WASHINGTON (Dec. 10)
King Hussein of Jordan told reporters yesterday that he was “satisfied with the results” of a meeting with Secretary of State William P. Rogers at which he reportedly urged the United States to pressure Israel into a prompt return to the stalled Jarring peace talks. The meeting, described by officials as a “working luncheon,” reportedly covered such topics as Jordan’s needs for U.S. military and economic assistance and the prospects of peace negotiations in the Mideast. King Hussein met with President Nixon on Tuesday. Jordanian sources here said the King had found a basic understanding on the framework of a political settlement among American officials. King Hussein is said to have urged the U.S. government to stand fast on Secretary Rogers’ territorial proposals of Dec. 9, 1969 which called for an Israeli withdrawal to its pre-June, 1967 boundaries with only minor adjustments. American officials were said to have found the Jordanian ruler to be “forward looking” about negotiations, indicating that he did not dwell on past grievances but was interested in a solution for the future.
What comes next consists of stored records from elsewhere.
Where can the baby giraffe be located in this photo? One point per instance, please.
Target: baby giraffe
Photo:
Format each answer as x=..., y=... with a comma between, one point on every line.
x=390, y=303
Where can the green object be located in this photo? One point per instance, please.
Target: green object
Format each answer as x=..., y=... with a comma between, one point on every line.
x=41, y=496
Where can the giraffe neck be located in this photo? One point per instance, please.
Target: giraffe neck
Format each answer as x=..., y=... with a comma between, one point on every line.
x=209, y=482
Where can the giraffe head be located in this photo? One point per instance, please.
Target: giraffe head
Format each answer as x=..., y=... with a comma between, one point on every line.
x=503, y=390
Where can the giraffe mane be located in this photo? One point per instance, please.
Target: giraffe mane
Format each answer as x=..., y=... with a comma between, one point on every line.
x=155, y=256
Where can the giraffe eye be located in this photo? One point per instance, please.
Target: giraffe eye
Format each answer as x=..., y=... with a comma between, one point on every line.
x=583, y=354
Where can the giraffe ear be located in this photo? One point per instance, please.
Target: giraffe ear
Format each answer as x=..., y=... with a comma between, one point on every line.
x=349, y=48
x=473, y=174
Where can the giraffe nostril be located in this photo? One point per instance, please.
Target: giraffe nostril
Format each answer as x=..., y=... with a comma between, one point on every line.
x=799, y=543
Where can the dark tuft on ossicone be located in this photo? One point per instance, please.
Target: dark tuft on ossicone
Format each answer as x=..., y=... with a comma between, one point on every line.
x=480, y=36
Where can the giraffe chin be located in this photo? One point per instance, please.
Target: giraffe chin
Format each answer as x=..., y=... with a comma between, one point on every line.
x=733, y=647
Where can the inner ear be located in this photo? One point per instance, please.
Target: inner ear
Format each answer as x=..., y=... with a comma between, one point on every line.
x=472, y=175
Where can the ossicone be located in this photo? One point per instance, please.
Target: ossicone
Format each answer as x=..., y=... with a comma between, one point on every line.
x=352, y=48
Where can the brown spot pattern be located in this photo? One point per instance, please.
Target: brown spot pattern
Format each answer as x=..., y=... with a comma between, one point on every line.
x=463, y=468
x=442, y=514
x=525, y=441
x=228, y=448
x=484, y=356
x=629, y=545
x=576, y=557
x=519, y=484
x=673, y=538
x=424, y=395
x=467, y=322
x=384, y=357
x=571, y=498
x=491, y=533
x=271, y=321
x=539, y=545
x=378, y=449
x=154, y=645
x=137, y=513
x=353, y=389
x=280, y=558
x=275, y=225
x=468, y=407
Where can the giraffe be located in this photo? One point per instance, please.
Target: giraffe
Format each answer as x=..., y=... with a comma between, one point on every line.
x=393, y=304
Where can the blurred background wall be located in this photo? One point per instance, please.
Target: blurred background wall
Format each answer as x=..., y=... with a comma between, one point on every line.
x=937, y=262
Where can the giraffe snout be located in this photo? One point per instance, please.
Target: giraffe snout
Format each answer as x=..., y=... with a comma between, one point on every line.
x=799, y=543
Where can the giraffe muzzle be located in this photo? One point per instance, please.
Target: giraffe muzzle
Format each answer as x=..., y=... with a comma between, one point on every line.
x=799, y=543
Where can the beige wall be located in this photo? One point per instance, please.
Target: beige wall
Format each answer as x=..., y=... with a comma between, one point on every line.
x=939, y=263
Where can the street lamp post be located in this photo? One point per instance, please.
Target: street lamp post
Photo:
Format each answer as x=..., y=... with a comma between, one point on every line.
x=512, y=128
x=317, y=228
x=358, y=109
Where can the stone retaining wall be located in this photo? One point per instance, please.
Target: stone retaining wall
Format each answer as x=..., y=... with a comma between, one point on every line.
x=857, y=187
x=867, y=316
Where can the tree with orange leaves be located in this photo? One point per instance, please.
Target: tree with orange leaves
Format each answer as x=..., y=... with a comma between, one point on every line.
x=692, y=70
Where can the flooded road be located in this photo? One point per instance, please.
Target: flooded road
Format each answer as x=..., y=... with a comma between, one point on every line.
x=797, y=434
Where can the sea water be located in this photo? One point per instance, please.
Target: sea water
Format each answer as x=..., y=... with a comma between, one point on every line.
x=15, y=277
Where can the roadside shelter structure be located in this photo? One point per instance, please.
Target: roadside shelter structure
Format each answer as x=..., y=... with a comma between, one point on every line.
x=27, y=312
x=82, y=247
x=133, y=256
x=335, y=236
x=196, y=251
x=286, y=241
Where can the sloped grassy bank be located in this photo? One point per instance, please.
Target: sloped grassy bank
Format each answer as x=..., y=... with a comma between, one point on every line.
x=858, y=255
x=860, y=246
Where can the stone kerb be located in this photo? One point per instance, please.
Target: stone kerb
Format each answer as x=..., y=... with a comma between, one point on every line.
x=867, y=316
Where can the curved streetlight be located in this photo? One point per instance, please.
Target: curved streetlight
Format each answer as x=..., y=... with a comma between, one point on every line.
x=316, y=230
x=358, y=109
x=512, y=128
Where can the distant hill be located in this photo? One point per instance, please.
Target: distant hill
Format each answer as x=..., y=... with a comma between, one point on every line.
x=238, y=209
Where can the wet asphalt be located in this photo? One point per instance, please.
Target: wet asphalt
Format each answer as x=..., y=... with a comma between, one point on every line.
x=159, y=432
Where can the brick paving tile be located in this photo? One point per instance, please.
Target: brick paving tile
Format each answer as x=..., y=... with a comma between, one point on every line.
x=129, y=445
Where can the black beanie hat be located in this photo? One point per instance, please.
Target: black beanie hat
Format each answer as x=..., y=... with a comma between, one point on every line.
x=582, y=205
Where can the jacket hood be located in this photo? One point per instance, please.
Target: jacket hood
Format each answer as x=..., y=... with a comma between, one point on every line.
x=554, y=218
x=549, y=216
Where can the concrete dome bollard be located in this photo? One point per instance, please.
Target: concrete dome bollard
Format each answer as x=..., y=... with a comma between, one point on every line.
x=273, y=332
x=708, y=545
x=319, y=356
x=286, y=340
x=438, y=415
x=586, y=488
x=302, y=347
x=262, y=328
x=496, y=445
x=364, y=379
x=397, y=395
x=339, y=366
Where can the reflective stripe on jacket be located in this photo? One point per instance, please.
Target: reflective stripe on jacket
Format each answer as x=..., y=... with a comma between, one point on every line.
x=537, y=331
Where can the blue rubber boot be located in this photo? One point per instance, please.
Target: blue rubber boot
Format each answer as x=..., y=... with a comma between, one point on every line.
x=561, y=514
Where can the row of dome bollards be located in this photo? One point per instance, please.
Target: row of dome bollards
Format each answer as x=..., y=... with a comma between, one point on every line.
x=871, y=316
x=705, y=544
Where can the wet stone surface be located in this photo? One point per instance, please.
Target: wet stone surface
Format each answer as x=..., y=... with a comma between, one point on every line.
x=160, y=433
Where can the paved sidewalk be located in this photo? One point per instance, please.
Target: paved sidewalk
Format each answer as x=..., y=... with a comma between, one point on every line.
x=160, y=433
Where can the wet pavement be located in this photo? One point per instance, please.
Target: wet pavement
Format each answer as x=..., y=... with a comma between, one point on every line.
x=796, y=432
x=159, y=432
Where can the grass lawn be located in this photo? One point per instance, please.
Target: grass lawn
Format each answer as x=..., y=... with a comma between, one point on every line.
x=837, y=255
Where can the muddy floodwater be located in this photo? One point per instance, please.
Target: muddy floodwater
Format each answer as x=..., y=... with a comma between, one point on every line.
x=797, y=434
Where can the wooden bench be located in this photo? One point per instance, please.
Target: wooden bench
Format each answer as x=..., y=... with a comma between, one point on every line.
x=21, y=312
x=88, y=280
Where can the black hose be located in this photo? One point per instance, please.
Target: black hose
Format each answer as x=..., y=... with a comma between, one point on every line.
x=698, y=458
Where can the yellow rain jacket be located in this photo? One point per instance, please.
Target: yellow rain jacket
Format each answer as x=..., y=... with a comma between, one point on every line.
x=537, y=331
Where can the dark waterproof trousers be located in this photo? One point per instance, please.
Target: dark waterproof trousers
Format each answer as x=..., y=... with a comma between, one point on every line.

Speaking to newsmen after yesterday’s luncheon, Hussein adamantly rejected the possibility of seeking separate negotiations with Israel. “The government of Jordan believes the Arab side as a whole must be one side and the Israelis must contribute their share under the auspices of the United Nations,” he said. He added, “It is a pity that no progress has been made until now. We really hope that some substantial progress could be made in the near future, thus eliminating any chances of deterioration.” King Hussein is reportedly asking the U.S. for $125 million in military aid over the next five years in addition to the $30 million being sought by the Nixon administration for Jordan in the supplemental foreign aid package now before Congress. According to informed sources, the $125 million request was broached by King Hussein Tuesday in talks with Defense Secretary Melvin R. Laird. A Defense Department spokesman said American and Jordanian military experts are reviewing the request. The $30 million grant is intended for both economic assistance and to replace military equipment destroyed or damaged in the Jordanian civil war last September.